Back to the Market: For weeks, the Bond Market has been pricing in a hotter Economy as vaccine progress and more stimulus is set to hit. But the Fed said this week they still don’t see inflation as a problem. The Market is certainly testing the Fed. Stocks sold-off. Bonds sold-off more. The selling pressure has also been attributed to technical dynamics and a lack of liquidity. The Machines have been active, and corresponding algorithms tied to momentum trades simply got unwound. The sharpest declines have come to the areas that had done the best in 2020; Growth and Momentum stocks that have been exacerbated by crowded positioning and very stretched valuations.

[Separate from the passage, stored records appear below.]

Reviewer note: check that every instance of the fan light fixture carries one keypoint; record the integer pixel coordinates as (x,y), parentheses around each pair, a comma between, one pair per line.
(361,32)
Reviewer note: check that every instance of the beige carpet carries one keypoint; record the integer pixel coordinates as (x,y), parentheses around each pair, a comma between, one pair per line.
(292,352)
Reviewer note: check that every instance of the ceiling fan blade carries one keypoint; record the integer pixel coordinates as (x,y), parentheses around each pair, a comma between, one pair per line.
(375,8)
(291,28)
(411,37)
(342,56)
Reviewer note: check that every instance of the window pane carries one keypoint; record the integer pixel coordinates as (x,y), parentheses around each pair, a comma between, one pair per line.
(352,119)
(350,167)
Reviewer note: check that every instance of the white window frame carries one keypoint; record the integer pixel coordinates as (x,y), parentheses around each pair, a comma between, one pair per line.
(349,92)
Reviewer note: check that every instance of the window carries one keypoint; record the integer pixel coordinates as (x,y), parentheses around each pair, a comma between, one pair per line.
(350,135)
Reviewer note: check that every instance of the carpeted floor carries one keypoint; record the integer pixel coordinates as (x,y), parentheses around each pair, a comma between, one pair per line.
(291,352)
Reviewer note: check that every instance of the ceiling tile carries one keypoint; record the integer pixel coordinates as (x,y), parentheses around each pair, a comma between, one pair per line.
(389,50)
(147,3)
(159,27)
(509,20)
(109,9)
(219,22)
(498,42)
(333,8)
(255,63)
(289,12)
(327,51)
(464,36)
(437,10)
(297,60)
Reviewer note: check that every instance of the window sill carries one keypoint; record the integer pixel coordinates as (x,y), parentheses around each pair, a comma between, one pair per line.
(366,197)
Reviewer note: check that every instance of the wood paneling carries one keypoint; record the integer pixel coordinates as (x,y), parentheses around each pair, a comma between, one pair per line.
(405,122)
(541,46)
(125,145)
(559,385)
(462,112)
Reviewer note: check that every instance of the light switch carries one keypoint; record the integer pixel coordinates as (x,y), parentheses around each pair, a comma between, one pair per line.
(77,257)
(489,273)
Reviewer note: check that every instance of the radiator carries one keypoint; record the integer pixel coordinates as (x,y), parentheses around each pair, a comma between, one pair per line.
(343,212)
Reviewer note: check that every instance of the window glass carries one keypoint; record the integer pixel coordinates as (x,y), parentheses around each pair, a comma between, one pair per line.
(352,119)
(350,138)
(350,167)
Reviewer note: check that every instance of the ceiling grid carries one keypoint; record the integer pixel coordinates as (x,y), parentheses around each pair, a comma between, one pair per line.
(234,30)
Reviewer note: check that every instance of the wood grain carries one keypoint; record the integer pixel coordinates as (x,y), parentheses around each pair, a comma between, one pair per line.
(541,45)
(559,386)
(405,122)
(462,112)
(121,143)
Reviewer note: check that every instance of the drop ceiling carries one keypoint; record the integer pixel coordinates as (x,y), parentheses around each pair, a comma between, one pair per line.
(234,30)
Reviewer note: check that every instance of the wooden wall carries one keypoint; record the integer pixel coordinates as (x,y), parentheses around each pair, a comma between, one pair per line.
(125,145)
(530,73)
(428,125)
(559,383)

This sell-off has certainly been a wake-up call for investors. Could this be it? Probably not. But quick and sharp declines are like a high-heater under the chin. For you baseball fans, you know that when a hitter is crowding the plate or acting overly confident, the pitcher will send a message by throwing a fastball up and in to knock the hitter back and keep him honest. It’s called “chin music.” Perhaps this is the Market reminding investors that there are indeed limits for the excesses and inherent bubbles. The bubbles certainly deflated a bit this week. The activity has actually been quite healthy. The Market was way overbought again. The irrational exuberance built up has been quieted for now. That’s been a theme throughout Covid. Volatile price action is probably here for a while as the re-opening of America continues. We always have to remind ourselves that the Stock Market takes the escalator up and the elevator down.
There’s still a lot to like out there for we investors, taking a longer-term view. But price matters. Boring Blue Chip Dividend stocks are doing their jobs and holding in quite well, while the faster-growing stocks correct their excesses. It’s normal. It’s healthy. It’s never fun. We are all over it.
Have a nice weekend. We will be back, dark and early on Monday.